The initial point you start with will be choosing a recipe. There are many options available, but there is generally a ratio of various oils that you mix together. Different types of oil produce different outcomes, but a pretty common, well-balanced mix is 30% tallow, 25% coconut oil and 45% olive oil.
Then you have to exactly measure the specific quantities of oil and lye which you will utilize. If you have too much lye, the soap may become irritating and burn your skin. When you have too few, the soap is going to be slimy. So you have to use a cold process measuring chart to get the quantities just right.
After that, you mix lye and water to produce a lye solution. Remember that lye is a dangerous chemical and can hurt your skin so you should take all necessary precautions when making soap at home, including wearing goggles and rubber gloves.

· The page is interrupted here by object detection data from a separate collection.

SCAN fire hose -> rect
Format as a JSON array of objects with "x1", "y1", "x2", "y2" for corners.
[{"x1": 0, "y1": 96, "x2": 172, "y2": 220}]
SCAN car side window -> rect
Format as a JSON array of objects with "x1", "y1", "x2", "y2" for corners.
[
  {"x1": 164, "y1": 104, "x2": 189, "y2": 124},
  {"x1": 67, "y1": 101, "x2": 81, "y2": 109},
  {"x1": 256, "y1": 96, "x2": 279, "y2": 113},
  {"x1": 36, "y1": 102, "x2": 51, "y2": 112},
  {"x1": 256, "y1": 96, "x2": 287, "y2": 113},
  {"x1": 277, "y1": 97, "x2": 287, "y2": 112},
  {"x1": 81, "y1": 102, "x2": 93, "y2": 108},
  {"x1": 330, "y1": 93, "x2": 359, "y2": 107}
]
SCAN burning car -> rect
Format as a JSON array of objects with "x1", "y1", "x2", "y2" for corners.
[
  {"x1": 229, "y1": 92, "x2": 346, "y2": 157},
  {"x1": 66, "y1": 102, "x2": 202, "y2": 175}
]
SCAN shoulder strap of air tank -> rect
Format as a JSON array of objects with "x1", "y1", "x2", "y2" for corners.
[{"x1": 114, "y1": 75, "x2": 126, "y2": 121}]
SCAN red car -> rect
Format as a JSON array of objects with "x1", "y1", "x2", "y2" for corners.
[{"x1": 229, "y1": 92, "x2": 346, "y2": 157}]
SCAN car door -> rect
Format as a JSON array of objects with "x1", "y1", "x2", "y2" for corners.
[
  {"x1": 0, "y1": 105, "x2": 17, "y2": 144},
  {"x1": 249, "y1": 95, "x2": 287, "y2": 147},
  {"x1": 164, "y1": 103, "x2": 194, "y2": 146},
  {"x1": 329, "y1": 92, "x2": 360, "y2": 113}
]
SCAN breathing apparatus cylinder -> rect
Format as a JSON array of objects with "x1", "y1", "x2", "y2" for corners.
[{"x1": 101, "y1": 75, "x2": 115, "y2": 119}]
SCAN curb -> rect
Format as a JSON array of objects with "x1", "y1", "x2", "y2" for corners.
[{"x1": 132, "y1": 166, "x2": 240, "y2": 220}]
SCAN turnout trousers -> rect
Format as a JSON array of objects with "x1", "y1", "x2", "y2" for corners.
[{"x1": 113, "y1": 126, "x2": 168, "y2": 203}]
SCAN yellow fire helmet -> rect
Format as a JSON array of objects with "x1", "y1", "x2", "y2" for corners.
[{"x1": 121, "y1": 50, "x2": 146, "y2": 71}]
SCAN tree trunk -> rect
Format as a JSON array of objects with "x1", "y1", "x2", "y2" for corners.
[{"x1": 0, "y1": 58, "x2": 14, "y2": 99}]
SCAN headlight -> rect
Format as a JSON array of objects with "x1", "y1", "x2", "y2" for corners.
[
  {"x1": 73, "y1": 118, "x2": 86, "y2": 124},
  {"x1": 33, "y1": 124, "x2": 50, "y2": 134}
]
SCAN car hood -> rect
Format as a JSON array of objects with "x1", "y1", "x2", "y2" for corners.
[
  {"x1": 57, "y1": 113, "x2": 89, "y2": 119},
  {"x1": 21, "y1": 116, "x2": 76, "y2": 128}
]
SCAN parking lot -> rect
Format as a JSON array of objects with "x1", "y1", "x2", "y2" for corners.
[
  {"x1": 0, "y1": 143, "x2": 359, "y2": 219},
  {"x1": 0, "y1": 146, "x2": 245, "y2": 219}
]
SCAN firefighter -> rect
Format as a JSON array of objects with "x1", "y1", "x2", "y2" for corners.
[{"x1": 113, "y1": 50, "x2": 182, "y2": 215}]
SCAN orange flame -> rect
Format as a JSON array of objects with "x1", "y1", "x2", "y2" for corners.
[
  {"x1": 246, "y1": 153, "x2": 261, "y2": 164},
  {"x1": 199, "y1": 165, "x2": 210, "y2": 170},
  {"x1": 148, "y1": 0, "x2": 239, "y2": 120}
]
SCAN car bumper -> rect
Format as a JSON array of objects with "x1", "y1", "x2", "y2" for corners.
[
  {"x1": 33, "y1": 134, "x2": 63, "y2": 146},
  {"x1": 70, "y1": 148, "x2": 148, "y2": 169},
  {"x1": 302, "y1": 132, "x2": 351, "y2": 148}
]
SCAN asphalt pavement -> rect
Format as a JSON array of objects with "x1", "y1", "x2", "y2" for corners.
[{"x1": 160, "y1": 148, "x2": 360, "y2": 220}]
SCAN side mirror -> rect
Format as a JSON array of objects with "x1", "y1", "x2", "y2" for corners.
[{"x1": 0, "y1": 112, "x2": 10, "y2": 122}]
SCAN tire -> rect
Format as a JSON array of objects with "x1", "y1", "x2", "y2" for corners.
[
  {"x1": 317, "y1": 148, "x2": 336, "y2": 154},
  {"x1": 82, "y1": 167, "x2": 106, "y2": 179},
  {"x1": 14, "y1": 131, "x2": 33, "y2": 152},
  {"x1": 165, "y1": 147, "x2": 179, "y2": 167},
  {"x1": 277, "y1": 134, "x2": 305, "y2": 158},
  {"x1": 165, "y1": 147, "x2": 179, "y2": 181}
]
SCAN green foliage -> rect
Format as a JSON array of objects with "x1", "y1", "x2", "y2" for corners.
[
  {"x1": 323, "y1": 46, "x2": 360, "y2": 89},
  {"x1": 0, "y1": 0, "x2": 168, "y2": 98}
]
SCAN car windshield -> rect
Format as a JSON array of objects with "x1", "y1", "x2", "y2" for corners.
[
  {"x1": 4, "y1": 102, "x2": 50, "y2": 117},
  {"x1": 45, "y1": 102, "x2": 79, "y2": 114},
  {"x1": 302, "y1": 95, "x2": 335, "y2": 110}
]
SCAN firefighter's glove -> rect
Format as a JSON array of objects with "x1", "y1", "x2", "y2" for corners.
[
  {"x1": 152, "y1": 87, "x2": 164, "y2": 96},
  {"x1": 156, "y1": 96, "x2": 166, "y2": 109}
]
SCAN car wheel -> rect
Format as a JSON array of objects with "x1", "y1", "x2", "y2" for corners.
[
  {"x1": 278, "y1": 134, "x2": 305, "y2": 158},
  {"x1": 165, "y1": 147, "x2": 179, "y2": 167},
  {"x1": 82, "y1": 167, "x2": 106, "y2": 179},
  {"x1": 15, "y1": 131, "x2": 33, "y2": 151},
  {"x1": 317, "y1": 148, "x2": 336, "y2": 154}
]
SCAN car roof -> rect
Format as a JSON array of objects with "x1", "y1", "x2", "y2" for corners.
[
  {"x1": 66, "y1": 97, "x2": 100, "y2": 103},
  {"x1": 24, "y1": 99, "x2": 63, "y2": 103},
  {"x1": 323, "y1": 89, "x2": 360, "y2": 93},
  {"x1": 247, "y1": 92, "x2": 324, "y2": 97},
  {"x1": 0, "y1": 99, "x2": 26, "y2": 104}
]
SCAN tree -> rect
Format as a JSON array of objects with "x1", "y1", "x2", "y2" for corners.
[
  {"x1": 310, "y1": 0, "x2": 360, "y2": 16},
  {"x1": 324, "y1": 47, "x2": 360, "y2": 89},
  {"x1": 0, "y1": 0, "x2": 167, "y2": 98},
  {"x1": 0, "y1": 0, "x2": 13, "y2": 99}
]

You're now ready to mix all the oils together. If they are solid at room temperature, you first melt them until they're liquid, and then add all the rest. To this mix of oils you add in the lye and stir with a stick blender. You do this until eventually it thickens and reaches "trace", the stage where all the ingredients have merged.
Add in all the extra ingredients that will stay in the soap unchanged - for example, essential oils, dried flowers, or coloring. Pour the mixture inside a mold - the soap at this stage is still caustic and hazardous to your skin. You leave the soap to harden in the mold for about 24 hours, after which you take it out and cut it into the shapes you want.
Now you leave the finished soaps to cure for 4 weeks to make sure it's completely safe to use them. And then, you're ready to enjoy your creation, give it as a gift or maybe even sell it.
This is the way the basic process of making soap goes.